Since its inception just over a year ago, Discovery Park Ventures’ (DPV) management has listened to over 50 pitches from early-stage life sciences companies, many of them recently spun-out from universities, all of whom have big hopes for their fledgling businesses. Of that number, Discovery has backed seven, with one more deal going through completion. This funding has generally gone to companies working in strategic areas of particular interest to DPV— such as neuroscience, advanced therapies, and artificial intelligence—and finding out the target areas of different funds is one of the most basic pieces of research that start-ups can undertake in order to give their applications more chance of success.

Significantly, in a climate where women are woefully excluded from venture capital finance, six of the companies that DPV has so far funded have female founders and/or CEOs. This includes Vitarka Therapeutics, which is creating combination medicine using RNAi therapies for patients with late-stage cancers and, most recently, BoobyBiome, founded by scientists Dr Lydia Mapstone, Dr Sioned Jones and Tara O’Driscoll, to develop a novel product for babies who do not have access to the beneficial microbiome in breast milk.

The first round of funding may not quite be a lottery win, but the sums involved— at DPV, that’s usually around £100,000 (approximately $127,000 USD)— are enough to help companies to achieve proof of concept.
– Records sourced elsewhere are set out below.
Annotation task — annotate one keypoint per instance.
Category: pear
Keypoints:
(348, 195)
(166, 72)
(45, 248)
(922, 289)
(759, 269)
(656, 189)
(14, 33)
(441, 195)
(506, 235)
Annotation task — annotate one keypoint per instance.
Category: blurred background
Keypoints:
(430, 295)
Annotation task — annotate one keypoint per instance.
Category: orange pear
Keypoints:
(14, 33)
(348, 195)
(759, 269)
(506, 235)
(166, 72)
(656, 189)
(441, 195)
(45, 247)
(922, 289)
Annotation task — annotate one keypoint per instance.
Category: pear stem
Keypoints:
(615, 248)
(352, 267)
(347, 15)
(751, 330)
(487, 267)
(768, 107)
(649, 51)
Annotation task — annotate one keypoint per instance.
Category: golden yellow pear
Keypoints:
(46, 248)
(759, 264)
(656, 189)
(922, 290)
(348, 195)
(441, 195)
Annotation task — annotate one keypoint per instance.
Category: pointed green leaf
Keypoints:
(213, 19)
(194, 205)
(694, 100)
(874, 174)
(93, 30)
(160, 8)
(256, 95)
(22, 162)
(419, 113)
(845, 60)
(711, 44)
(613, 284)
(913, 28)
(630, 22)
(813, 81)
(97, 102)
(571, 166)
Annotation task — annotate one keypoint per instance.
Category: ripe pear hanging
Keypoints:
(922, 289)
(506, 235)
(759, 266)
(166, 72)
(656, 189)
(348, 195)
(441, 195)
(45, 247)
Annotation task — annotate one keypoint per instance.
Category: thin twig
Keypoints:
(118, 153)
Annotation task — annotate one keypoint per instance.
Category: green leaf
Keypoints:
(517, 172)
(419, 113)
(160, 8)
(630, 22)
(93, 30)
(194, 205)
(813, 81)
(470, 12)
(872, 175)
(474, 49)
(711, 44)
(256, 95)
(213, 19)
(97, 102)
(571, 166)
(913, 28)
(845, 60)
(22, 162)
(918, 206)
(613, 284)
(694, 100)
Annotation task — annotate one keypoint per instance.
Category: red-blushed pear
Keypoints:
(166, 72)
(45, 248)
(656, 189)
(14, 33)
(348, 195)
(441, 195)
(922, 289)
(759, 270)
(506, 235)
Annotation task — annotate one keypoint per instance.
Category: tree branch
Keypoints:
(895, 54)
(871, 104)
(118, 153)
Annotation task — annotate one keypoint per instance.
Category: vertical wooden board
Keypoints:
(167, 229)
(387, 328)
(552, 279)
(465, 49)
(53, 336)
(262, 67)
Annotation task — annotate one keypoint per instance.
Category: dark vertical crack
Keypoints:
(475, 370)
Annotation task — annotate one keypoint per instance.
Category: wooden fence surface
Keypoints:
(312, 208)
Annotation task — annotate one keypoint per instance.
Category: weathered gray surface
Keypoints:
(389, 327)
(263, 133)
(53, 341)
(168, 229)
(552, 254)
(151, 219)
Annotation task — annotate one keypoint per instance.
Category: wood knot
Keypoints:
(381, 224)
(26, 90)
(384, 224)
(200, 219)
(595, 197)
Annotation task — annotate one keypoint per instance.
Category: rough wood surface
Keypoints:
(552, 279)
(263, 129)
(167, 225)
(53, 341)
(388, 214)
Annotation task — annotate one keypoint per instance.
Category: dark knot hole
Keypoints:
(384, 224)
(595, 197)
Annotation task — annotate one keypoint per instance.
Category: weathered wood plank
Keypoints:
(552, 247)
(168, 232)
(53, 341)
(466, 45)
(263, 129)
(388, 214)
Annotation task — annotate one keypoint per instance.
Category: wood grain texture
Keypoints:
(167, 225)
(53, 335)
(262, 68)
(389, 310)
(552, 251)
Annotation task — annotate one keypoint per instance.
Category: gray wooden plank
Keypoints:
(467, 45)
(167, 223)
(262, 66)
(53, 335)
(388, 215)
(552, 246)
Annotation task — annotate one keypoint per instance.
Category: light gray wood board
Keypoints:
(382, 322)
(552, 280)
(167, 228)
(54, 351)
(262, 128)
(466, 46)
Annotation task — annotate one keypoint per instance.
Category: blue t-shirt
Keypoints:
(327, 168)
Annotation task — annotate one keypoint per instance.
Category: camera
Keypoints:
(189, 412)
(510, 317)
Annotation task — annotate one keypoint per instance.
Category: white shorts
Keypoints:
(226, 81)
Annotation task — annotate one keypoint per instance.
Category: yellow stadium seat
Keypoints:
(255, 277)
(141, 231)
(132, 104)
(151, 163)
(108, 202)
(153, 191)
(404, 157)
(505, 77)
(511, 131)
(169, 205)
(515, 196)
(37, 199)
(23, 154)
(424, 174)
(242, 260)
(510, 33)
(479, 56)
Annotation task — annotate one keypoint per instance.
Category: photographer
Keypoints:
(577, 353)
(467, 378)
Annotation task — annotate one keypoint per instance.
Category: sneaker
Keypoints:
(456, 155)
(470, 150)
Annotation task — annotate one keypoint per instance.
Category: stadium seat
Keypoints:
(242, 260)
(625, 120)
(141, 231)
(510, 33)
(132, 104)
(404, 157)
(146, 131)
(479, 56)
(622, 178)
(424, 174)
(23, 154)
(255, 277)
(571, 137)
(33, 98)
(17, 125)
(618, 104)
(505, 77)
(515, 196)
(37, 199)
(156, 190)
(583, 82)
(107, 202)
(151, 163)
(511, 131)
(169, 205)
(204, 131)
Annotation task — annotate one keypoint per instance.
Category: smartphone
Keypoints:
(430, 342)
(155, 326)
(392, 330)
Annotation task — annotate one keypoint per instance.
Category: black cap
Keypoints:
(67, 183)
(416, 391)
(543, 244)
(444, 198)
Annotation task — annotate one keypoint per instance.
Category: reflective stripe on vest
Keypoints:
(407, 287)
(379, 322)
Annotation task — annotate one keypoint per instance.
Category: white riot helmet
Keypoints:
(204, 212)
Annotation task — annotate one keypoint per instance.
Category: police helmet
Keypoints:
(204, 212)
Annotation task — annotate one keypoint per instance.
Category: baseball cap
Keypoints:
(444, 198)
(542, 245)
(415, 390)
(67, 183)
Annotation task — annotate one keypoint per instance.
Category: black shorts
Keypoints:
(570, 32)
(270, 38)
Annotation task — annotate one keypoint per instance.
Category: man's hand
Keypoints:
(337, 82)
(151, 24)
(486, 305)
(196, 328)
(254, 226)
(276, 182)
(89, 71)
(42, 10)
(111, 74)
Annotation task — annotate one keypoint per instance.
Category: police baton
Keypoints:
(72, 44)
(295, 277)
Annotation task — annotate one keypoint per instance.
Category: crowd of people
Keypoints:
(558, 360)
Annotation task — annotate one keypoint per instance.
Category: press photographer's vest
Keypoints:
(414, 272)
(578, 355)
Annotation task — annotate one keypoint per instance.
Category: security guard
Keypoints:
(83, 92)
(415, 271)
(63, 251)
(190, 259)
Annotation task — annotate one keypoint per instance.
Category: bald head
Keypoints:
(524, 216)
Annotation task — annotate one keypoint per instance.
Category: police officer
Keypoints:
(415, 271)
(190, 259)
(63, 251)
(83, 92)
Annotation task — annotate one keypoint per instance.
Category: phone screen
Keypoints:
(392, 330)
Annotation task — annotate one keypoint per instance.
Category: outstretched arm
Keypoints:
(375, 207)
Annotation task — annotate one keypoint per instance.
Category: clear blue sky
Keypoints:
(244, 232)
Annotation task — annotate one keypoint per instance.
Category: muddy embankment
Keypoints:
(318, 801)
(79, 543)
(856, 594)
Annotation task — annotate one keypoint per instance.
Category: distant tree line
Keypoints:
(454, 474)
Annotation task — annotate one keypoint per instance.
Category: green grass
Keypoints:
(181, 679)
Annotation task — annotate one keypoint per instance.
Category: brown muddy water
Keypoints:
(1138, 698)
This allows them to concentrate for a while on gathering the data they need to take their ideas forward without becoming sidetracked by the demands of generating additional early funding. Typically, there may be just two people in the business at this stage, so relegating one to just chasing down finance can severely inhibit progress.

Meanwhile, the task of scrutinising so many applications and listening to pitches has provided DPV with an important level of insight into what these young companies need to do in order to be considered seriously by funders. Those that have made the grade are the ones that have demonstrated that they have thought about every aspect of their product and not become over-enthused by the joy of discovery. Of course, the science must be strong, the hypothesis exciting, and the product with the potential to scale, but that in of itself is not enough. Investors don’t just look at the science, they want to know that the people whom they are backing have the skills to deliver what they promise, and for prospective start-ups that means demonstrating that their business ethic is as strong as their laboratory know-how.

Successful start-ups are the ones who identify mentors and collaborate with peers to facilitate the network building necessary for one to flourish. These companies recognise that listening to sound advice and learning from other successful start-ups can help them to navigate obstacles and overcome hurdles. If they are serious about obtaining funding, then they will also learn to look at their pitch from the perspective of an investor, using effective language and explaining their proposal in a way that demonstrates their understanding of what problem their process or application can solve.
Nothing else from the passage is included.